Electrochemical Neural Activity
Staining looks at structure, this looks at electrical activity. Intracranial electrode recording: direct implantation of electrodes into the brain allows for both recordings and stimulation of single neurons or small groups of neurons. Great spatial and temporal resolution - you know what you’re reading from and recording activity in the moment. Goal of recording electricity. Stereotaxic apparatus: for precisely implanting electrodes into rodent or other brain. Electrode recordings provide direct readout of neural communication. Done in neurobiology, breakthroughs in visual system. This can be done in humans, invasive. Adolescents getting surgery to attenuate seizures but need to know where they’re happening: put electrodes in portion of the brain. Played games (reward stuff) while waiting for seizure - dopamine, anterior cingulate, ventral - strong dissociation in win vs lose, effect disappears as you go up, can see where in the brain you see win vs lose.
EEG
Measures electrical activity of neurons non-invasively, through electrodes placed on the scalp.

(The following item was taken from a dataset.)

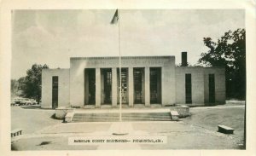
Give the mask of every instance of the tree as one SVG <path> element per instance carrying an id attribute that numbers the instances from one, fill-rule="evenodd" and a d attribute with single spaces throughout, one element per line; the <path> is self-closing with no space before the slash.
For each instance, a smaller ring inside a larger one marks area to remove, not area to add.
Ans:
<path id="1" fill-rule="evenodd" d="M 20 88 L 24 91 L 27 98 L 33 98 L 38 102 L 41 100 L 42 69 L 47 69 L 47 65 L 33 64 L 31 69 L 26 71 L 26 76 L 20 78 Z"/>
<path id="2" fill-rule="evenodd" d="M 213 42 L 203 38 L 209 48 L 201 53 L 198 62 L 209 66 L 224 66 L 226 72 L 226 95 L 230 98 L 245 99 L 246 96 L 246 31 L 229 31 Z"/>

EEG has strong temporal (50-100ms) resolution but poor spatial. Worst spatial resolution probably. There’s an infinite number of sources a signal could come from (inverse problem). Can break down signal into distributions of frequencies. Awake = gamma, beta, high frequency (30-70cy/s). More synchronization when sleepy. Then dissociation into sleep architecture. EEG can index arousal and attentional engagement, sleep, seizure disorders. Can combine with MRI to get better spatial.
ERP
Averaged EEG responses time-locked to discrete stimuli. Not just ambient EEG. More experimental, response to stimuli. Averaging across trials to get clear shapes and latency (time delay). Great temporal resolution, bad spatial just like EEG. These shapes and latencies index cognitive, emotional, and attentional responses to stimuli.
Example ERP Study
Waiting longer for rewards associated with elevated SAT scores, educational attainment, better BMI, protection form mental illness and addiction (so we should care how the brain processes rewards). Modeling of ERP activity while waiting. Stronger outcome anticipation, more preferring of later reward. Preceding negatively predicts activation prior to reward, more deflection with more anticipation.